Les objectifs d'inclusion et de participation dans l'accompagnement des personnes en situation de handicap psychique : quelles concrétisations ?
Anne Petiau  1, 2@  , Claire Heijboer, Hervé Moisan, Carmen Delavaloire@
1 : CERA-Buc Ressources
BUC Ressources
2 : LISE
Conservatoire National des Arts et Métiers (CNAM), CNRS : UMR3320

La recherche (Petiau et al., 2021) dont nous présenterons les résultats dans cette communication, a porté sur les services d'accompagnement dans leur milieu de vie des personnes en situation de handicap psychique : les SAVS[1] et SAMSAH, créés en 2005 en France.
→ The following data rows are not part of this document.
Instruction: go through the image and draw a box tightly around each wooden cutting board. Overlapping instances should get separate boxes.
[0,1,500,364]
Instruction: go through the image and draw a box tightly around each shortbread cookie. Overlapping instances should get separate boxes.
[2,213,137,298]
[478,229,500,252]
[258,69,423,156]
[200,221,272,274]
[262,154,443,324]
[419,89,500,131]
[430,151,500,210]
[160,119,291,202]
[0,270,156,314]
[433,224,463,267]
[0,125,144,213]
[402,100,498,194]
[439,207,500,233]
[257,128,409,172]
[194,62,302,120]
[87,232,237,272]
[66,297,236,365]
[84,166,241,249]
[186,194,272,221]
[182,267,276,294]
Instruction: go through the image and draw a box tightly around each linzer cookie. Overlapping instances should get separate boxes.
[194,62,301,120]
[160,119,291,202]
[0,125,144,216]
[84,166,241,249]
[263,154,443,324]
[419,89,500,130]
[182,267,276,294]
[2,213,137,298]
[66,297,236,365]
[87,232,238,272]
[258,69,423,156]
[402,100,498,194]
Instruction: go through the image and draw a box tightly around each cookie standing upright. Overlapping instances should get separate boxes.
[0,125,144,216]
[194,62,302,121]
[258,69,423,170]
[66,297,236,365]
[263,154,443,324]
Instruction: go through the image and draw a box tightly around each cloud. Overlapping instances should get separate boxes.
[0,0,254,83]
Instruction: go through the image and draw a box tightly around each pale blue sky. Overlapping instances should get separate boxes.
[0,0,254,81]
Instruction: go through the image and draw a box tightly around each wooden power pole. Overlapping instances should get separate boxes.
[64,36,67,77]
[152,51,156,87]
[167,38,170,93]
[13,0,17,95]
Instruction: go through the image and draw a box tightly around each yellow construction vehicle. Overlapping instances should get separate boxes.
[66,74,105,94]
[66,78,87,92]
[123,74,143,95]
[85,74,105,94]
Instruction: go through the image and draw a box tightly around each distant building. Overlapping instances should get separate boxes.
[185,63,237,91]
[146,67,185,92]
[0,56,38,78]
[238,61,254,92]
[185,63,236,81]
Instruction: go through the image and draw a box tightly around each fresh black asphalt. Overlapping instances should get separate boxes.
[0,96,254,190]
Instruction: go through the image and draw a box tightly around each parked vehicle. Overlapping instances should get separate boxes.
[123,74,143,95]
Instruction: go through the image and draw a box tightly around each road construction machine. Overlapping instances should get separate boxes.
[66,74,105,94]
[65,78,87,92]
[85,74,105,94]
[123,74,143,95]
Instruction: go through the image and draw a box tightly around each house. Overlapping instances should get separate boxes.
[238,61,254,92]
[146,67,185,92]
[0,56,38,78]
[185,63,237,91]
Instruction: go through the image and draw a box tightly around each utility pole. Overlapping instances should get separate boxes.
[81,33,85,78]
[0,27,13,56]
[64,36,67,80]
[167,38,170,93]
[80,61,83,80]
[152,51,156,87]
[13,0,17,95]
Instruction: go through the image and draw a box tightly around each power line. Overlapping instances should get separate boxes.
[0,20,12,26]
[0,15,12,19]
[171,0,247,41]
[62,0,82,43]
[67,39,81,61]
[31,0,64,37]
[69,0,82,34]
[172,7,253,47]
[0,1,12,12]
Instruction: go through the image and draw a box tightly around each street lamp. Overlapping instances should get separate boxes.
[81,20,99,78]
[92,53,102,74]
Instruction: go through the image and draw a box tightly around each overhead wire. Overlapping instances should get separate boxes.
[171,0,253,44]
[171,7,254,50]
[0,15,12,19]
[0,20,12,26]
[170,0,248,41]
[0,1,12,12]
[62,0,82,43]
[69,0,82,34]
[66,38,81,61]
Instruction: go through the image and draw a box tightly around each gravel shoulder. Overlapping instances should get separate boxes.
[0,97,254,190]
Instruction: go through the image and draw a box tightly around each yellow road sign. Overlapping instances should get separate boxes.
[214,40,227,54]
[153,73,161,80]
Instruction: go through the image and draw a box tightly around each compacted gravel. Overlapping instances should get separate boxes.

Ceux-ci sont emblématiques des logiques émergentes depuis une vingtaine d'années dans l'action sociale et médico-sociale dans le cadre du virage inclusif (Lenzi, 2014) et de participation des usagers (Heijboer et Saint-Martin, 2021). Nous explorons dans quelle mesure ces modalités d'accompagnement social relativement nouvelles concourent aux objectifs d'autonomie de vie des personnes en situation de handicap psychique, d'inclusion dans la société, d'autodétermination. Ces services se situent à l'avant-poste de ces nouvelles valeurs et pratiques. Mais dans quelle mesure parviennent-ils vraiment à concilier protection et émancipation (Ville, 2020) ?

La recherche est menée par une équipe mixte composée de chercheur·es, de personnes concernées par le handicap psychique, de professionnel·les et de proche-aidant·es, et repose sur un dispositif méthodologique participatif combinant des entretiens semi-directifs, des observations directes, des entretiens collectifs et des groupes d'analyse réunissant les trois catégories d'acteurs, afin de permettre l'échange, la confrontation des points de vue, mais aussi la recherche de solutions concrètes aux problèmes identifiés (Delavaloire et al., 2021).

Nous relevons dans notre recherche une tension entre participation des personnes à leur accompagnement et persistance d'injustices épistémiques (Fricker, 2007) entendues comme processus de mise en doute de la parole, des savoirs et des expertises des personnes concernées par le handicap psychique. De même, notre recherche permet le constat d'une tension entre travail sur autrui et travail avec autrui (Astier, 2009). Le « travail avec autrui » impliquant une « expertise avec autrui » plutôt qu'une « expertise sur autrui » (Lima, 2013) : c'est-à-dire le partage de la délibération et du jugement sur les faits, à distance d'une évaluation qui s'impose aux personnes accompagnées et aux proches. Celle-ci s'appuie sur une hybridation des expertises que nous questionnons dans sa capacité à réduire les injustices épistémiques vécues par les personnes concernées. D'autres pratiques consistant à demander aux personnes de « faire leurs preuves », de manifester « motivations » et « projets », tendent à fragiliser les droits sociaux en introduisant de subtiles formes de conditionnalité.

Nous rendrons compte, dans cette communication, d'accompagnements incontestablement soucieux de soutenir les personnes dans leurs choix et leur milieu de vie, ainsi que d'associer les expertises usagères aux délibérations nécessaires au jugement professionnel. Mais nous montrerons aussi tous les défis et les difficultés que rencontrent ces objectifs, quelles sont les pratiques qui viennent limiter ou fragiliser le plein accès aux droits sociaux et le plein exercice des droits humains pour les personnes en situation de handicap psychique, sans oublier les leviers pour mieux atteindre ces objectifs. 

[1] Service d'accompagnement à la vie sociale ; Service d'accompagnement médico-social pour adulte handicapé.